A chaque jour qui passe, les journalistes sénégalais se sentiront de plus en plus mal à l’aise. Un sentiment qui va culminer le dernier soir, lorsqu’une séquence sur l’ouverture de leur propre atelier, tournée à Dakar, doit passer au JT de la RTS, la télévision nationale. Coup de chance : un téléviseur trône dans la salle de rencontres de l’hôtel. Tout le monde est installé, lorsqu’il faut se rendre à l’évidence : s’il est possible de capter les chaînes européennes TV5 et Canal+, l’appareil ne reçoit pas les chaînes sénégalaises.

Tous garderont dès lors de ce séjour un regard nouveau sur les avantages et les inconvénients du tourisme dans un pays en développement. Car ici, au pays de la teranga (l’hospitalité), c’est l’argent qui, de plus en plus, rythme les relations entre visiteurs et autochtones. Tout s’achète, tout se vend, mais peut-il en être autrement dès lors que l’étranger, forcément riche puisqu’il peut voyager, côtoie la pauvreté ?

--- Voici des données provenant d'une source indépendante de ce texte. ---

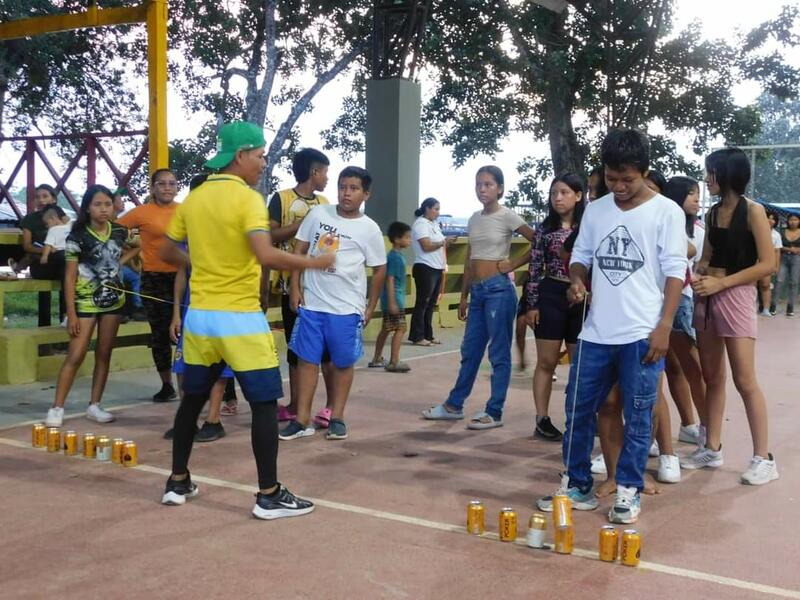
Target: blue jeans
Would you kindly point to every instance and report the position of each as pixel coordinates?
(132, 278)
(601, 366)
(490, 320)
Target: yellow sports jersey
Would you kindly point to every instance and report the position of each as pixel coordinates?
(215, 220)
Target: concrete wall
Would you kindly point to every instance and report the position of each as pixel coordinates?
(393, 146)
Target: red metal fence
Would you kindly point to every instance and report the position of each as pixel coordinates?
(90, 147)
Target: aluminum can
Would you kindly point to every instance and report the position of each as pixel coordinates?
(103, 448)
(70, 443)
(508, 525)
(562, 511)
(53, 439)
(39, 436)
(116, 450)
(537, 529)
(130, 455)
(476, 516)
(631, 547)
(608, 548)
(89, 445)
(565, 539)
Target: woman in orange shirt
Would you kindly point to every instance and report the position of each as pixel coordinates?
(158, 277)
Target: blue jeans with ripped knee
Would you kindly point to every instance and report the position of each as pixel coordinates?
(601, 366)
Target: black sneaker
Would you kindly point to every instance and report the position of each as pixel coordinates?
(545, 430)
(165, 394)
(210, 432)
(176, 492)
(281, 504)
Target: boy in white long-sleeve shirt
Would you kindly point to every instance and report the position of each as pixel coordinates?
(634, 241)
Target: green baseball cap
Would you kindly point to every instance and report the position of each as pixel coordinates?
(235, 136)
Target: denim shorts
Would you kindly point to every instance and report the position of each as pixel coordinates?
(315, 332)
(683, 317)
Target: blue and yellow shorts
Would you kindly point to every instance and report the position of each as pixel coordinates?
(214, 339)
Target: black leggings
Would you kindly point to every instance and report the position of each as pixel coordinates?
(263, 436)
(159, 315)
(427, 281)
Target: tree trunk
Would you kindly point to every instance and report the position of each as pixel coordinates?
(565, 151)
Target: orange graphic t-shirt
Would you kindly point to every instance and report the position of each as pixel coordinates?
(152, 221)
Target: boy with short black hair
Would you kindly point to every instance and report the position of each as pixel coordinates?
(287, 209)
(634, 241)
(393, 300)
(330, 303)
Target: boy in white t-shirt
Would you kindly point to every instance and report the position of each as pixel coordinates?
(634, 241)
(58, 228)
(331, 305)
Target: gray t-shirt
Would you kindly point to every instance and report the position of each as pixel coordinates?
(490, 235)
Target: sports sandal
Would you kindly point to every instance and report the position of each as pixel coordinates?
(484, 420)
(323, 418)
(440, 413)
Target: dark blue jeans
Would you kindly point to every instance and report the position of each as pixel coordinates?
(490, 320)
(601, 366)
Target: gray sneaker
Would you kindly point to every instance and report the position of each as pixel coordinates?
(337, 430)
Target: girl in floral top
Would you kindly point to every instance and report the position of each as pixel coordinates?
(553, 320)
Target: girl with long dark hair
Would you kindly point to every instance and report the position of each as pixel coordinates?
(94, 256)
(553, 320)
(737, 253)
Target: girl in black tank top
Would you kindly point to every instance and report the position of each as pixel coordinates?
(725, 317)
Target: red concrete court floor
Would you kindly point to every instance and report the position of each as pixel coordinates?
(389, 522)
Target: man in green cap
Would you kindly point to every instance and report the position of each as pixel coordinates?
(226, 222)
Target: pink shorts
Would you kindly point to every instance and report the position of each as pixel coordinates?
(730, 313)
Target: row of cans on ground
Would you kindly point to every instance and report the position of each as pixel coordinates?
(609, 539)
(100, 447)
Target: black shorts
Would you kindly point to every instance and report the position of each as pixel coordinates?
(289, 318)
(557, 319)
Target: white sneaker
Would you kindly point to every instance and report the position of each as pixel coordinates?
(627, 506)
(55, 417)
(690, 434)
(95, 413)
(702, 458)
(654, 450)
(761, 470)
(599, 465)
(669, 469)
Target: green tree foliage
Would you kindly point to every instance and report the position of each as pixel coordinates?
(63, 82)
(263, 61)
(498, 67)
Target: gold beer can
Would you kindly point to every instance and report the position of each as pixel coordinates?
(116, 450)
(609, 543)
(70, 443)
(508, 525)
(130, 455)
(53, 439)
(103, 448)
(537, 529)
(562, 511)
(476, 515)
(89, 445)
(565, 539)
(39, 436)
(631, 547)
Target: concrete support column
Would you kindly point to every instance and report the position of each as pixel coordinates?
(393, 147)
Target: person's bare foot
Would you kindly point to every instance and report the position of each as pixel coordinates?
(650, 486)
(608, 487)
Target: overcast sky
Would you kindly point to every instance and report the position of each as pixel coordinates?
(454, 187)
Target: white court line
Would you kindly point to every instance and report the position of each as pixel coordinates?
(742, 584)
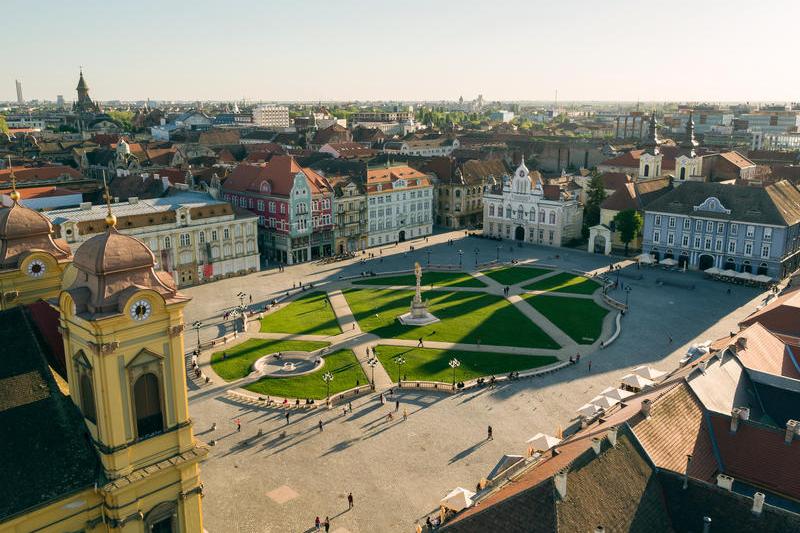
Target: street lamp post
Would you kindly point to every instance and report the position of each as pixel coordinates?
(373, 363)
(454, 363)
(399, 361)
(327, 377)
(197, 325)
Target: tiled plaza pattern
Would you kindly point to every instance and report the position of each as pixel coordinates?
(398, 470)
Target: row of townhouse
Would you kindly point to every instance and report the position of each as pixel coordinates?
(304, 216)
(729, 227)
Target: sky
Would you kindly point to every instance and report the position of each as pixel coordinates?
(309, 50)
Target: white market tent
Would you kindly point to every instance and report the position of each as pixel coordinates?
(588, 410)
(649, 372)
(636, 381)
(617, 394)
(458, 499)
(542, 442)
(603, 401)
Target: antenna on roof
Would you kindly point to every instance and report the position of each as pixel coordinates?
(111, 220)
(14, 194)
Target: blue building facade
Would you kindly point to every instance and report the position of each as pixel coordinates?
(746, 229)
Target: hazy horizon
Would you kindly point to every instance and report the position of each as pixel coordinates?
(613, 52)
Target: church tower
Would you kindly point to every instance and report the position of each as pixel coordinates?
(650, 159)
(122, 326)
(687, 162)
(32, 262)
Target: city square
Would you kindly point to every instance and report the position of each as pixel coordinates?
(274, 469)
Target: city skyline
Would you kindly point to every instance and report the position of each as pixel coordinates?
(354, 51)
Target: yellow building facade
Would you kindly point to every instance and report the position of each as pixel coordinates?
(122, 328)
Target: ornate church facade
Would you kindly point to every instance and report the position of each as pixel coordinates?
(525, 209)
(107, 444)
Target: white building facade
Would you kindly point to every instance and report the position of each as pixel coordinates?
(271, 116)
(522, 208)
(194, 237)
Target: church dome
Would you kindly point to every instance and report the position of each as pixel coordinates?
(111, 252)
(19, 222)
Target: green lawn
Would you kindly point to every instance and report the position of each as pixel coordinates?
(464, 317)
(514, 275)
(342, 364)
(439, 279)
(581, 319)
(564, 282)
(239, 359)
(432, 365)
(310, 314)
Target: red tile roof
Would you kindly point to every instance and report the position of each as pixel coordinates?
(758, 454)
(278, 174)
(765, 352)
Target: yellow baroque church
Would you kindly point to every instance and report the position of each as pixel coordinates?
(109, 448)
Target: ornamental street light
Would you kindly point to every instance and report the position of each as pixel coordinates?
(197, 325)
(399, 361)
(327, 377)
(373, 363)
(454, 363)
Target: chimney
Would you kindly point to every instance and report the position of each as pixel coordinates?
(735, 414)
(596, 445)
(561, 483)
(612, 436)
(792, 427)
(646, 405)
(742, 343)
(725, 482)
(686, 472)
(758, 503)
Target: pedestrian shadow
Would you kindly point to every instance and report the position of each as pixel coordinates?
(467, 452)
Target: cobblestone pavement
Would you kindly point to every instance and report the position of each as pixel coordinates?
(398, 470)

A Dakar, à l’hôtel qui nous héberge, 25 m séparent le bâtiment principal de l’aile où se trouvent les chambres. 25 m, qui suffisent à un groupe d’enfants, de 5 ou 6 ans, à surgir dès que sort un "toubab", un blanc, pour le harceler jusqu’à ce qu’il mette une pièce dans leur boîte de conserve. Quant à la visite au quartier de pêcheurs tout proche, elle se fera sous la surveillance rapprochée d’un jeune qui se présentera successivement comme guide, responsable du comité local des fêtes, et ancien étudiant en Europe, comme par hasard dans la région d’où nous disons venir.

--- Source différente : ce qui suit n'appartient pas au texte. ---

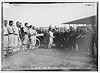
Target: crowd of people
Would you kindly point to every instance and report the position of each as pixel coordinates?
(17, 37)
(82, 38)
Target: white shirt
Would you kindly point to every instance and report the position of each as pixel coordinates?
(15, 29)
(51, 34)
(32, 32)
(25, 29)
(10, 29)
(5, 30)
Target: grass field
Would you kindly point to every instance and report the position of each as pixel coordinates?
(46, 59)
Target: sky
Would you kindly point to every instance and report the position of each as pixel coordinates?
(43, 15)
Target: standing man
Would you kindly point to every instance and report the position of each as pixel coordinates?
(26, 32)
(50, 38)
(11, 36)
(5, 38)
(46, 38)
(16, 35)
(32, 33)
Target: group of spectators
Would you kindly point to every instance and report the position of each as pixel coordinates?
(83, 38)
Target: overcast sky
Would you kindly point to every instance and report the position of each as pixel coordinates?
(48, 14)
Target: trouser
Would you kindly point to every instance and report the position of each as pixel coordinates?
(11, 43)
(15, 43)
(46, 42)
(25, 42)
(5, 45)
(33, 41)
(50, 42)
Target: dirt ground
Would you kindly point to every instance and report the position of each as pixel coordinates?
(46, 59)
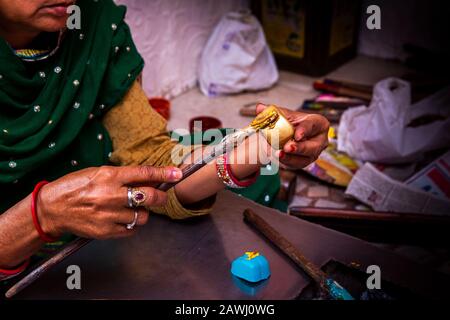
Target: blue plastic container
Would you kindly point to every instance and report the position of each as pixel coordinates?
(251, 267)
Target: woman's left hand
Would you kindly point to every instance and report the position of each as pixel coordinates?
(310, 138)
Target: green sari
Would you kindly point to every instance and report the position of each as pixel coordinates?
(50, 110)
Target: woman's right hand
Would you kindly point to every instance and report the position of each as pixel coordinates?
(93, 203)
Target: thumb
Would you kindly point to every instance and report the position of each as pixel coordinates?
(260, 108)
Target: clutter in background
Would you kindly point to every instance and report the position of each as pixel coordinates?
(236, 57)
(435, 178)
(310, 37)
(382, 193)
(374, 151)
(162, 106)
(383, 133)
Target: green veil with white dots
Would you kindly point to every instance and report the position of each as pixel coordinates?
(50, 110)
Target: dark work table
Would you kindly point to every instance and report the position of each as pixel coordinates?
(191, 259)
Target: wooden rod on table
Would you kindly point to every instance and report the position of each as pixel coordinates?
(284, 245)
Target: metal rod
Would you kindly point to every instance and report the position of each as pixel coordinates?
(284, 245)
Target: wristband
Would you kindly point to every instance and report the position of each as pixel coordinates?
(224, 172)
(44, 237)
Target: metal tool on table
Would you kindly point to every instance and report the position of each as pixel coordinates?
(271, 123)
(326, 285)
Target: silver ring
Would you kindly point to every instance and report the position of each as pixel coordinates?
(130, 197)
(131, 226)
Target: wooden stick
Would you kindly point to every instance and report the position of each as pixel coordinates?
(68, 250)
(284, 245)
(78, 243)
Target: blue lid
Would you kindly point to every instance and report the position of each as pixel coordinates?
(252, 267)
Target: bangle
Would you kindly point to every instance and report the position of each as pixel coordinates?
(44, 237)
(223, 169)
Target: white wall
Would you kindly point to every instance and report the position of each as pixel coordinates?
(170, 35)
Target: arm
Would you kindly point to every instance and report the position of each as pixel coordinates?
(139, 137)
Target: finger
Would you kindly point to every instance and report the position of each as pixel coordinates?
(309, 148)
(260, 108)
(153, 197)
(148, 174)
(295, 161)
(307, 126)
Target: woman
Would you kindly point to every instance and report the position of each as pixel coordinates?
(69, 105)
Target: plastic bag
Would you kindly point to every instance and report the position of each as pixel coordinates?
(236, 57)
(381, 132)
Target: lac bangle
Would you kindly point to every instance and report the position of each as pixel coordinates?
(44, 237)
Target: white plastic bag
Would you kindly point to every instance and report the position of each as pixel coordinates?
(380, 132)
(236, 57)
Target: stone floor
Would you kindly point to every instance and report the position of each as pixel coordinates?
(290, 92)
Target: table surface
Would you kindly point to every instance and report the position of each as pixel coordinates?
(191, 259)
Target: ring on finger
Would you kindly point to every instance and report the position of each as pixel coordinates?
(131, 225)
(138, 197)
(130, 197)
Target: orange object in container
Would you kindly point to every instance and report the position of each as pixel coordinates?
(162, 106)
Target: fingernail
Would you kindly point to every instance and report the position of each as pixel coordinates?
(299, 136)
(293, 148)
(176, 174)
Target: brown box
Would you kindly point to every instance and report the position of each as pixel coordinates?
(311, 37)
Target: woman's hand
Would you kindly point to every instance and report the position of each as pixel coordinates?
(93, 203)
(310, 138)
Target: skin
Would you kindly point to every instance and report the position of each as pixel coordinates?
(95, 198)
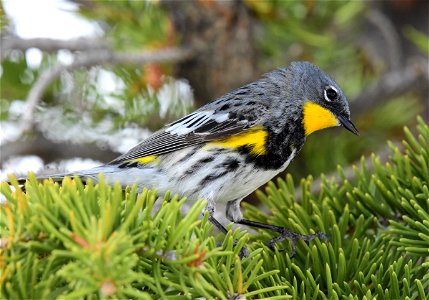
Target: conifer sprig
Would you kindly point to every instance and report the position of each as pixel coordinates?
(98, 241)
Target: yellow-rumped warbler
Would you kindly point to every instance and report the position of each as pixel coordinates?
(228, 148)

Et puis il y a Gorée, petite île au large de Dakar. Gorée l’incontournable, l’île-mémoire de la traite négrière, que près de 360.000 touristes visitent chaque année. Si la visite de la Maison des esclaves, où ceux-ci étaient achetés aux enchères puis embarqués, est émouvante, pour le reste, c’est le malaise, tant la sollicitation est permanente. "Moussié, des pièces !" : dès le débarcadère, de jeunes îliens sautent à l’eau pour chercher la monnaie que les visiteurs sont invités à y jeter. Puis, partout, ce sont les échoppes, les restaurants, les faux guides, les artistes… Les vieilles bâtisses en ruine, le dénuement et même un certain sentiment d’insécurité frappent celui qui déambule dans cette île peuplée de 1800 habitants. Ce bout de terre, qui ne fait que 900 m sur 300, n’est pas extensible, et a du mal à loger les gens. Une quinzaine de familles squatte des logements administratifs très anciens que de vieux fonctionnaires à la retraite depuis des années refusent de libérer. "Nous en avons assez de nous entasser dans ces chambres avec nos enfants, s’exclame Amy Diop, assise devant son échoppe du marché artisanal. La restauration ne marche pas, les boutiques non plus".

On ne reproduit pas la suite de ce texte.